Wednesday, September 08, 2010

Elements: Earth

Foundation. Stone. Rock. The unmoving ground. While the element earth contains a great deal of different connotations for many cultures—and some even eschew it from their lists of elements for other compounds—it is still the source of many of our raw materials. Earth: the container of all life.

We build our dwellings from it. We build them upon it. It comes in many forms, from the solidity of rock, to the trembling uncertainty of peat bogs. It gives rise to trees that stretch above it, roots that dig beneath, and provides the matrix for which all things mount themselves against the sky.

In the creation stories of many mythologies the earth is the first place—and from it all life is formed. From the earth all living things rise, and to it they decompose when they are done. The ultimate and final configuration of star-stuff that gives a place to stay, provides food, shelter, and all the comforts of life.

In Scifi stories, earth is the element of planetary bodies. The primary difference between spacers and terrestrials. Even alien worlds have all the makeshift necessity of earthiness—in fact, we could argue easily that even Mercury has “earth” although it is an airless, lifeless world it is only earth and nothing else.
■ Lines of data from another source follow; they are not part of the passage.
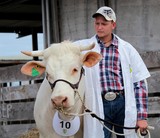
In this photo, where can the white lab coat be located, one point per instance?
(133, 69)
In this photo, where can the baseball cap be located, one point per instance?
(106, 12)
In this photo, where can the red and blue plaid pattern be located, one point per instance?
(111, 78)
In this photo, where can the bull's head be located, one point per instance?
(62, 61)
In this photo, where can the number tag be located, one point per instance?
(65, 128)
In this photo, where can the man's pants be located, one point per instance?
(114, 111)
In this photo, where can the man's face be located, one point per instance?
(103, 27)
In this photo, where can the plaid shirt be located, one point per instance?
(111, 77)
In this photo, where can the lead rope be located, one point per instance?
(88, 112)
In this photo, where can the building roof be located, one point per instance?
(20, 16)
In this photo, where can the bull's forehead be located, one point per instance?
(64, 63)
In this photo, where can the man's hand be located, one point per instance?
(142, 124)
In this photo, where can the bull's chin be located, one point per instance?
(64, 116)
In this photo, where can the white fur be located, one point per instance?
(59, 61)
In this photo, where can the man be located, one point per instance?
(116, 86)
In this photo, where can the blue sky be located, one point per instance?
(11, 46)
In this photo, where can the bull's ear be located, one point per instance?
(91, 58)
(33, 68)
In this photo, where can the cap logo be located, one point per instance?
(108, 13)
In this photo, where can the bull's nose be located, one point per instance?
(60, 101)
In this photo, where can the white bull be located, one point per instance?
(60, 61)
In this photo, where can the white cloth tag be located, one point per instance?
(65, 128)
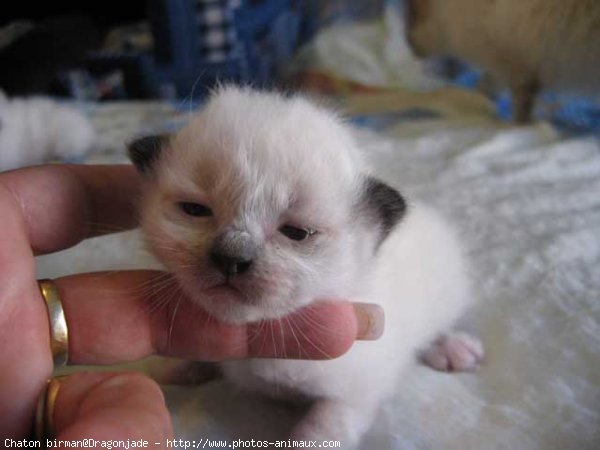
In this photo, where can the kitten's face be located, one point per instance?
(260, 217)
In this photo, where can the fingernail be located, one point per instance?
(370, 320)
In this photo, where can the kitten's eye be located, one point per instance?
(296, 234)
(195, 209)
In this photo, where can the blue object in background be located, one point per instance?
(201, 42)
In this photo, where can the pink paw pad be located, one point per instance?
(454, 352)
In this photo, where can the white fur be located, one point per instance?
(260, 161)
(38, 130)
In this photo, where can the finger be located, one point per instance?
(63, 204)
(117, 317)
(109, 406)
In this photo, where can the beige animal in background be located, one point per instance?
(527, 44)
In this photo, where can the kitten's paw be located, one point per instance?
(332, 420)
(454, 352)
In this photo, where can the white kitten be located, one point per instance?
(259, 207)
(37, 130)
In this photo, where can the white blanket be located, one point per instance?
(528, 205)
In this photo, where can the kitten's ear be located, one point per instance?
(384, 204)
(144, 152)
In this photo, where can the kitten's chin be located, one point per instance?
(228, 304)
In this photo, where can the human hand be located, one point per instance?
(109, 315)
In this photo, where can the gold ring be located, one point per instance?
(59, 333)
(44, 413)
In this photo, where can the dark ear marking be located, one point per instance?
(387, 205)
(144, 152)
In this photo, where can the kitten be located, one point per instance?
(528, 44)
(261, 206)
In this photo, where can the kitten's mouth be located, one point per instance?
(228, 291)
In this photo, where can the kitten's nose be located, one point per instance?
(228, 265)
(232, 252)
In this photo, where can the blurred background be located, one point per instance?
(179, 49)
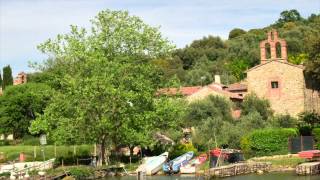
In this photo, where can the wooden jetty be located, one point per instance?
(309, 168)
(239, 168)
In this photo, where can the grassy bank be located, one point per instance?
(281, 162)
(32, 153)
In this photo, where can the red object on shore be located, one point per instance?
(309, 154)
(22, 157)
(215, 152)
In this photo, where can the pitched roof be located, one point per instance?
(237, 87)
(226, 93)
(185, 91)
(294, 65)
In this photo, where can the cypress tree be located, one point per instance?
(7, 77)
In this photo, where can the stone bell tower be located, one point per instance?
(273, 49)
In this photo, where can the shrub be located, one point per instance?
(305, 130)
(316, 134)
(267, 141)
(80, 172)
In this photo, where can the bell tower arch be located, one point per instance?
(276, 44)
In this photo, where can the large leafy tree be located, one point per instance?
(107, 83)
(7, 77)
(20, 105)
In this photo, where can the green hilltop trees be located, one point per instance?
(231, 58)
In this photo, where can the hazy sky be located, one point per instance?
(25, 24)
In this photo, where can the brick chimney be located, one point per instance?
(20, 79)
(273, 42)
(217, 79)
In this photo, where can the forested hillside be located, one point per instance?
(198, 62)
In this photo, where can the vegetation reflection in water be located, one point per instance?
(269, 176)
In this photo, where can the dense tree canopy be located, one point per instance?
(107, 84)
(230, 58)
(20, 105)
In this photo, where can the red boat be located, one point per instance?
(312, 154)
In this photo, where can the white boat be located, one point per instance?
(153, 164)
(193, 165)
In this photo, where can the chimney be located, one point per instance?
(217, 79)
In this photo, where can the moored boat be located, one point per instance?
(174, 165)
(194, 164)
(153, 164)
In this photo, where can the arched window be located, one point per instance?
(278, 50)
(268, 51)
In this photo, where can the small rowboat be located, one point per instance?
(194, 164)
(173, 166)
(153, 164)
(309, 154)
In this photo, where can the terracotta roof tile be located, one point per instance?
(185, 91)
(236, 86)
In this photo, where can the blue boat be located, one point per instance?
(174, 165)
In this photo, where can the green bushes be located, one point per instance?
(267, 141)
(316, 135)
(81, 172)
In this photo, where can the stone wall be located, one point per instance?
(289, 97)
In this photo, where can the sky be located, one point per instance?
(27, 23)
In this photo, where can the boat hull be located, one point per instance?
(153, 164)
(173, 166)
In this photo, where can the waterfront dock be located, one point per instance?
(309, 168)
(239, 168)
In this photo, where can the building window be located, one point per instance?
(274, 85)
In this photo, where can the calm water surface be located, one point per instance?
(267, 176)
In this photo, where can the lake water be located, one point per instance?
(267, 176)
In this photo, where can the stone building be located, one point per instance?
(282, 83)
(20, 79)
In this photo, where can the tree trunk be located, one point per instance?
(101, 153)
(131, 153)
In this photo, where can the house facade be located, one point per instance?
(282, 83)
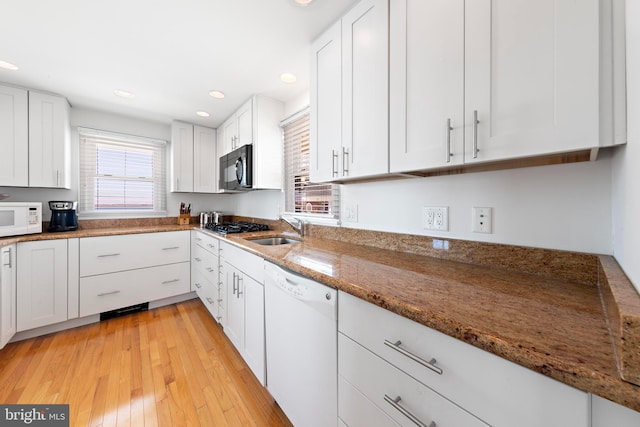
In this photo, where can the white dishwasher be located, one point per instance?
(302, 347)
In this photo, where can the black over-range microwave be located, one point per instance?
(236, 169)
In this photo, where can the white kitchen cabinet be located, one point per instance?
(325, 121)
(49, 141)
(181, 157)
(14, 137)
(605, 413)
(245, 306)
(349, 96)
(365, 90)
(257, 122)
(41, 283)
(205, 273)
(485, 81)
(205, 161)
(193, 158)
(498, 392)
(7, 294)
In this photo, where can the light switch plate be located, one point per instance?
(435, 218)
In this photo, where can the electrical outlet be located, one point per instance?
(351, 212)
(482, 220)
(435, 218)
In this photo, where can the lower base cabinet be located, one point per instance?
(108, 292)
(42, 283)
(416, 361)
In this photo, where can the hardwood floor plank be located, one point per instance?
(170, 366)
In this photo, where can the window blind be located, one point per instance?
(301, 195)
(121, 174)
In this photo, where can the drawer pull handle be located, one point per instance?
(404, 411)
(107, 255)
(104, 294)
(431, 364)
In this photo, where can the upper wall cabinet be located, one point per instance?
(34, 139)
(349, 96)
(193, 158)
(14, 137)
(487, 80)
(257, 122)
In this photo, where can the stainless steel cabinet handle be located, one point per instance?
(107, 255)
(404, 411)
(431, 364)
(449, 129)
(345, 165)
(239, 291)
(104, 294)
(475, 134)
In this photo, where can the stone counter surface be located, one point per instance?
(572, 317)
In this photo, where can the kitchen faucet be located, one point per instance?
(297, 224)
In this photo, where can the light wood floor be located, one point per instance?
(170, 366)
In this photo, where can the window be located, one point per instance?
(302, 197)
(121, 175)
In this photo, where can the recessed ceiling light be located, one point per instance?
(216, 94)
(288, 77)
(123, 93)
(7, 66)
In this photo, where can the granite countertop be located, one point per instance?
(572, 317)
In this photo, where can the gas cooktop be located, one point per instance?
(237, 227)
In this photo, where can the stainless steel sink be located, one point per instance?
(274, 241)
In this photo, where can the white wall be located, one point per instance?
(626, 173)
(562, 206)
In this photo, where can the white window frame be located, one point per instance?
(289, 183)
(88, 140)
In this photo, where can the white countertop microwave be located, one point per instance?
(18, 218)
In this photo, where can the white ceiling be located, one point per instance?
(169, 53)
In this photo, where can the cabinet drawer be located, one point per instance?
(494, 389)
(110, 291)
(379, 381)
(109, 254)
(249, 264)
(355, 410)
(205, 262)
(206, 241)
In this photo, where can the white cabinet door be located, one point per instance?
(49, 141)
(205, 161)
(532, 76)
(181, 157)
(254, 344)
(326, 105)
(244, 121)
(365, 89)
(7, 294)
(234, 328)
(605, 413)
(426, 78)
(42, 283)
(14, 133)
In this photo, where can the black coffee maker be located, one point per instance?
(64, 216)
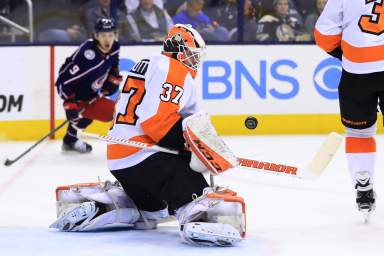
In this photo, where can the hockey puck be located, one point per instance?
(251, 122)
(7, 162)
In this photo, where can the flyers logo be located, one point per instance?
(373, 24)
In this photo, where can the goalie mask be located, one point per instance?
(186, 45)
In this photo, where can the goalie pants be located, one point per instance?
(161, 180)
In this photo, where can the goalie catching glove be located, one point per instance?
(209, 151)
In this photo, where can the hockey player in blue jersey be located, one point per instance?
(85, 81)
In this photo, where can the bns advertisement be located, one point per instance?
(261, 79)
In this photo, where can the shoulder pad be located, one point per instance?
(139, 69)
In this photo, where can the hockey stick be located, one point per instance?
(9, 162)
(313, 170)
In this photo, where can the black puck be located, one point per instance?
(251, 122)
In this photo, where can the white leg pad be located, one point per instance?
(211, 234)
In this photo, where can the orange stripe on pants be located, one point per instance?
(360, 145)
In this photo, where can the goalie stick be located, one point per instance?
(313, 170)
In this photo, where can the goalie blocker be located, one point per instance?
(209, 151)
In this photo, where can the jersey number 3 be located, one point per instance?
(373, 24)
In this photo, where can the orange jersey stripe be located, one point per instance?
(167, 114)
(117, 151)
(360, 145)
(327, 42)
(362, 54)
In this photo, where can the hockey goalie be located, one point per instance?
(158, 105)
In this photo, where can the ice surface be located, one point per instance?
(285, 216)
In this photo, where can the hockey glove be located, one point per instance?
(111, 85)
(72, 110)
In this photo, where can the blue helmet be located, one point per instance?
(105, 25)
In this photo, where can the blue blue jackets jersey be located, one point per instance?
(83, 74)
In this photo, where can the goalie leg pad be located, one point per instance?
(210, 234)
(203, 140)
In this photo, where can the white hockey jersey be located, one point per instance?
(157, 93)
(358, 28)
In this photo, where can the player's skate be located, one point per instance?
(76, 216)
(365, 197)
(78, 146)
(217, 218)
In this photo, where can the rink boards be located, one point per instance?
(290, 89)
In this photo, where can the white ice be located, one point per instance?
(285, 216)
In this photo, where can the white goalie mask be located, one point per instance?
(186, 45)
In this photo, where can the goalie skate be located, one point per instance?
(70, 220)
(211, 234)
(365, 196)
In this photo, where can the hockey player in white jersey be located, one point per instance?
(158, 105)
(353, 31)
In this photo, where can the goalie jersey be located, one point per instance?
(353, 31)
(158, 93)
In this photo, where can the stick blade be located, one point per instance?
(324, 154)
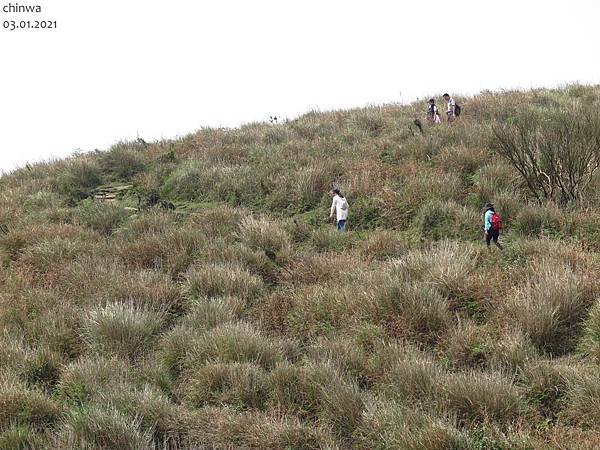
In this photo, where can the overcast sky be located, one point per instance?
(114, 70)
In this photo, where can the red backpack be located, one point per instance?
(496, 222)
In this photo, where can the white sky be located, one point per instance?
(117, 69)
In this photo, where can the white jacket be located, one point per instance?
(339, 205)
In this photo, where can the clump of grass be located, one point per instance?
(549, 307)
(546, 382)
(389, 424)
(228, 428)
(121, 329)
(20, 438)
(384, 244)
(168, 422)
(436, 221)
(103, 217)
(220, 221)
(123, 160)
(241, 385)
(218, 280)
(88, 378)
(590, 341)
(410, 307)
(25, 407)
(316, 391)
(265, 235)
(479, 397)
(234, 342)
(412, 377)
(467, 345)
(583, 398)
(79, 178)
(101, 427)
(539, 221)
(331, 240)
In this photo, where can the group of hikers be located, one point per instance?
(452, 110)
(492, 222)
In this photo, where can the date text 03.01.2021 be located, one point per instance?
(12, 25)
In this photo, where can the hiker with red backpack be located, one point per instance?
(492, 224)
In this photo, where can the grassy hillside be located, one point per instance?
(241, 319)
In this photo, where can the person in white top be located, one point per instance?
(451, 106)
(339, 207)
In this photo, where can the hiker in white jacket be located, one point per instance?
(339, 206)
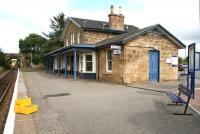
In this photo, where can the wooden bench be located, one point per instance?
(176, 98)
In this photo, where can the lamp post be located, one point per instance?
(31, 59)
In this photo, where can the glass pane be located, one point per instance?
(109, 65)
(88, 57)
(109, 55)
(88, 66)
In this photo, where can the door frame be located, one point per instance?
(158, 77)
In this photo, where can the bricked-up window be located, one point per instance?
(88, 60)
(109, 60)
(66, 42)
(72, 38)
(78, 37)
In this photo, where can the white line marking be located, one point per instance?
(10, 122)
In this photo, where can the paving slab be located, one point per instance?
(89, 107)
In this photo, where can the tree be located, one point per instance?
(34, 44)
(56, 24)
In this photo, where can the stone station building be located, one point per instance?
(114, 51)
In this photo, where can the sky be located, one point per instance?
(19, 18)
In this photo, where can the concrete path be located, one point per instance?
(89, 107)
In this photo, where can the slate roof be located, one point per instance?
(103, 26)
(123, 38)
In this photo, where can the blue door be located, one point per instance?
(153, 66)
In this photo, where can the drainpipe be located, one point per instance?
(75, 64)
(98, 64)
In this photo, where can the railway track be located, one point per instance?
(7, 84)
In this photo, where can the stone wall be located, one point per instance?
(135, 67)
(137, 58)
(86, 37)
(117, 67)
(72, 29)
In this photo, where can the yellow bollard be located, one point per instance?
(25, 106)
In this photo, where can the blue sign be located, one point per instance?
(191, 68)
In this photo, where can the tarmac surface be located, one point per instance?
(92, 107)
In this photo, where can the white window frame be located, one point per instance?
(89, 61)
(78, 37)
(107, 61)
(66, 42)
(72, 38)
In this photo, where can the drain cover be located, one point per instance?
(57, 95)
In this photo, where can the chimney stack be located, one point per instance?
(116, 21)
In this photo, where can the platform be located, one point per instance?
(88, 107)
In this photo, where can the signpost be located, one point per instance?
(115, 47)
(191, 68)
(197, 61)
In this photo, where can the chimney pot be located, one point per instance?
(120, 10)
(116, 21)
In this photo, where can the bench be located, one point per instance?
(176, 98)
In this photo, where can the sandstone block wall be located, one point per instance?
(94, 37)
(132, 65)
(137, 58)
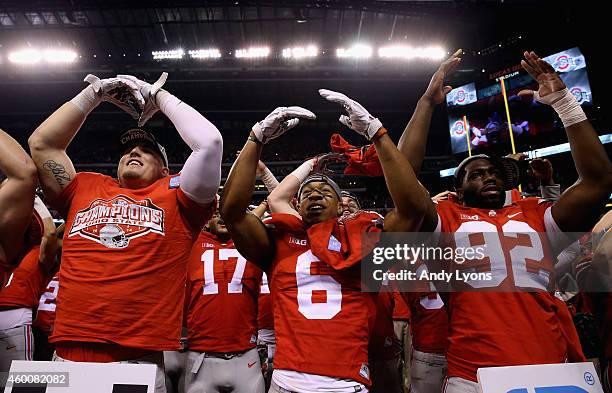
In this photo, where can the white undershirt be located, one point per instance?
(311, 383)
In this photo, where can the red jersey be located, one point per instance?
(25, 283)
(222, 290)
(494, 328)
(124, 262)
(401, 312)
(45, 314)
(428, 323)
(265, 317)
(383, 344)
(322, 318)
(31, 237)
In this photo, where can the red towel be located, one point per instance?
(361, 160)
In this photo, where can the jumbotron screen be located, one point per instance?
(481, 107)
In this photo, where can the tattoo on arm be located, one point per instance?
(59, 172)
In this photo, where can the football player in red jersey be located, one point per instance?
(520, 326)
(222, 289)
(143, 224)
(322, 318)
(16, 200)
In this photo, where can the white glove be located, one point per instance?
(358, 119)
(280, 120)
(148, 91)
(121, 93)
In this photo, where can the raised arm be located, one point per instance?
(16, 195)
(249, 234)
(50, 140)
(413, 206)
(413, 141)
(280, 198)
(578, 208)
(201, 174)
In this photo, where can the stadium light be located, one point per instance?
(168, 54)
(358, 51)
(212, 53)
(299, 52)
(409, 53)
(35, 56)
(253, 52)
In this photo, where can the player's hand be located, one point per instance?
(121, 93)
(550, 85)
(541, 169)
(148, 92)
(436, 91)
(280, 121)
(358, 119)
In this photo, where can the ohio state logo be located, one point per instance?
(458, 128)
(563, 62)
(113, 222)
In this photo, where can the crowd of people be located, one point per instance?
(224, 295)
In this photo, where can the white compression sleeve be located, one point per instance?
(201, 174)
(304, 170)
(269, 180)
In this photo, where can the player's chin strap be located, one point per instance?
(565, 104)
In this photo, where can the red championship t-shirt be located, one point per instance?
(124, 262)
(222, 290)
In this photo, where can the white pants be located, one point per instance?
(385, 376)
(460, 385)
(427, 372)
(239, 374)
(156, 358)
(15, 344)
(174, 368)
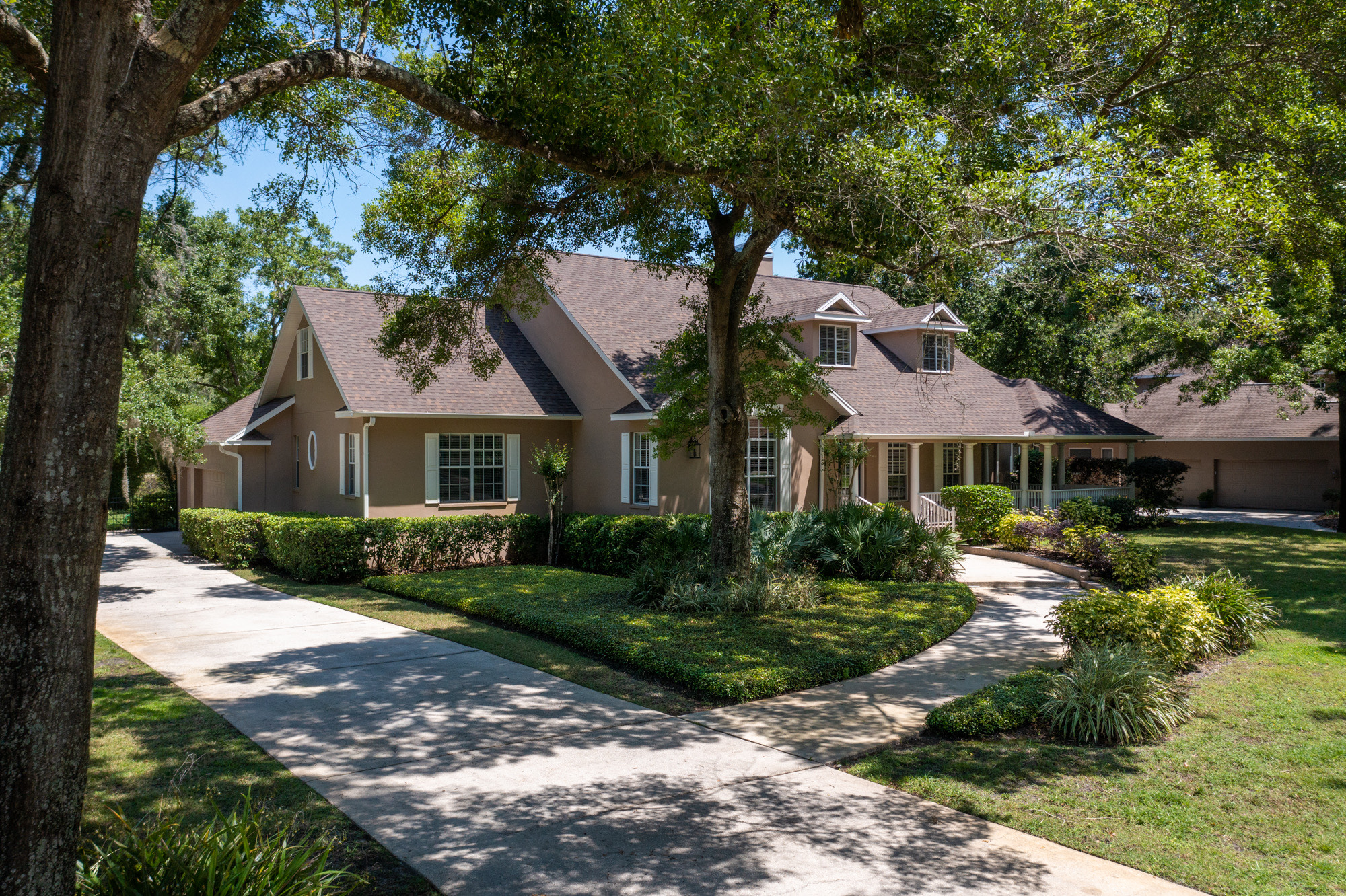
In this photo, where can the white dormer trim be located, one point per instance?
(942, 318)
(854, 314)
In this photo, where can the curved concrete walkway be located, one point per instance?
(838, 722)
(495, 778)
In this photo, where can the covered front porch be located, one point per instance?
(912, 473)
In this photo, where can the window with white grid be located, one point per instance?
(897, 472)
(952, 468)
(472, 466)
(643, 447)
(763, 468)
(835, 346)
(937, 352)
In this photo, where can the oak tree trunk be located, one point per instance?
(99, 146)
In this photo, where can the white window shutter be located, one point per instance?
(433, 469)
(627, 468)
(355, 450)
(655, 474)
(341, 463)
(512, 484)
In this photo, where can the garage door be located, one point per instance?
(1277, 485)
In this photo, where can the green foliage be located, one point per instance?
(1084, 512)
(1157, 482)
(979, 509)
(1005, 706)
(312, 548)
(1172, 624)
(608, 546)
(244, 854)
(326, 550)
(859, 628)
(1115, 694)
(1243, 613)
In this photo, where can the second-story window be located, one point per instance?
(835, 346)
(937, 352)
(306, 353)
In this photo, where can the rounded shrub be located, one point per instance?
(1242, 610)
(979, 509)
(1115, 695)
(1001, 707)
(1169, 622)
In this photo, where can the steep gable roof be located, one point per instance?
(1251, 412)
(345, 321)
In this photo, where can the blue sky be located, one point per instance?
(340, 209)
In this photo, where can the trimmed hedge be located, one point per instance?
(979, 508)
(329, 550)
(858, 629)
(1001, 707)
(609, 544)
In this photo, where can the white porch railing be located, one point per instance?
(1092, 493)
(932, 513)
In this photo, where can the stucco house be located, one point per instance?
(1251, 450)
(334, 430)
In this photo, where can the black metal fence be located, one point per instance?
(149, 513)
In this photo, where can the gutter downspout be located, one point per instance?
(364, 462)
(239, 480)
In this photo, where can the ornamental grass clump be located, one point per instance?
(244, 854)
(1244, 615)
(1170, 624)
(1115, 695)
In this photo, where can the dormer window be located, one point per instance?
(937, 353)
(835, 346)
(306, 354)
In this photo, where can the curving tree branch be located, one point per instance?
(25, 48)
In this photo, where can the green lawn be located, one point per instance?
(1247, 798)
(723, 657)
(147, 735)
(520, 648)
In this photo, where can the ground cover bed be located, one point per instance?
(1247, 798)
(723, 657)
(154, 747)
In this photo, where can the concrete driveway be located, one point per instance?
(495, 778)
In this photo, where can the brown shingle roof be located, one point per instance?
(1251, 412)
(345, 321)
(628, 310)
(894, 400)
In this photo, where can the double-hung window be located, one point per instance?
(952, 466)
(763, 472)
(643, 450)
(306, 353)
(835, 346)
(472, 468)
(897, 472)
(937, 352)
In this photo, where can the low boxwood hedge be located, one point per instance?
(1001, 707)
(726, 657)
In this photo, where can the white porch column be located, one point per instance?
(915, 476)
(1047, 476)
(1024, 476)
Spacers find it by taking small chunks of it in the form of asteroids, or necessarily learn to live with much less of it by producing food with hydroponics. The spacer and the terrestrial will, however, possibly argue about the merits of cold steel and artificial gravity, or gravel and the planetary weight of natural gravity.

Earth. It’s even the name of our home world.

It’s the calling card of modern day environmentalists. The body of the Goddess made manifest—the life-giver.